セラムン二次創作小説『とあるファーストフード店で(ゾイ亜美)』


『とあるファーストフード店で(ゾイ亜美)』


奇跡的に外で普通のデートが出来ることが出来たこの日、いつも以上にどこもかしこも混んでいて昼食をゆっくり食べられる所がなく右往左往していると珍しく亜美からここに入りたいと言われ了承した。


普段滅多に入らないファーストフード店“ファーストキッチン”と言うお店の勝手が掴めず戸惑う彩都を余所に、手慣れた感じで注文をとっていく亜美。


その姿はとても活き活きしていて、参考書がその手に持っていなくとも、水の中にいなくとも水を得た魚になっている事に彩都はとても驚いた。

メニューを見ると亜美の好きなサンドイッチがラインナップされていて、なる程と納得するに至った。


「彩都さんの分も頼んでおきますね?」


手馴れているからか珍しく積極的にテキパキとリードしてみせる。行き慣れてる感凄いわね?


メニューは彼女に任せ、席を取って待っておくことにした。


暫くしてやって来た亜美はとても上機嫌で鼻歌を歌う勢いに楽しそうだった。テイクアウトでも無いのに紙袋が2つとサンドイッチ4つに飲み物2つに疑問が湧き上がる。


「その紙袋は何?サンドイッチでもテイクアウトしたの?」

「いいえ、これ、ポテトフライなんですよ。

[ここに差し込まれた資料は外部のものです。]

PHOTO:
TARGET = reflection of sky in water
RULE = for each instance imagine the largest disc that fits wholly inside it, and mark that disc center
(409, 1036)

これをこのままの状態でシェイクするんです」


説明しながら紙袋を激しく振り始めた亜美はやっぱり楽しそうな顔をしていた。

振り終わった中身を見せてくれたポテトフライは満遍なく粉が付いていて、食べると塩じゃなくピリッと辛い明太子味とバター醤油味の2種類だった。


「普通に美味しいわね?ポテトフライをシェイクするなんて斬新ね?思いつきもしなかったわよ…」

「このファーストキッチンの売りはそこなんです!ポテトフライをシェイクして食べるのが醍醐味で、来る人もこれがしたくて頼むんですよ!」


サンドイッチが好きでここに買いに来る事があり、その過程で知って時々ポテトフライも頼むようになったと教えてくれた。


その後、無類のサンドイッチ大好き天才少女は私の分のサンドイッチまで平らげ、挙句夕飯の分もと言って大量にサンドイッチをテイクアウトしていた。どんだけ好きなのよ?


今まで不規則な女医の母親と2人暮らしで、ご飯類はどうしているのかと思っていたけどこういう店で学校帰りとかにテイクアウトしているのかと考えに至った。

サンドイッチって作るの結構めんどくさいから勉強の時間結構裂いてしまうと思うから、自分で作ったりしないだろうし。

今はウーバー○ーツや出○館もあるからわざわざ買いに行かずとも電話やネット一本で済むしね。


サンドイッチの前では天才少女もただのバカになれるらしいと知れた面白い1日だった。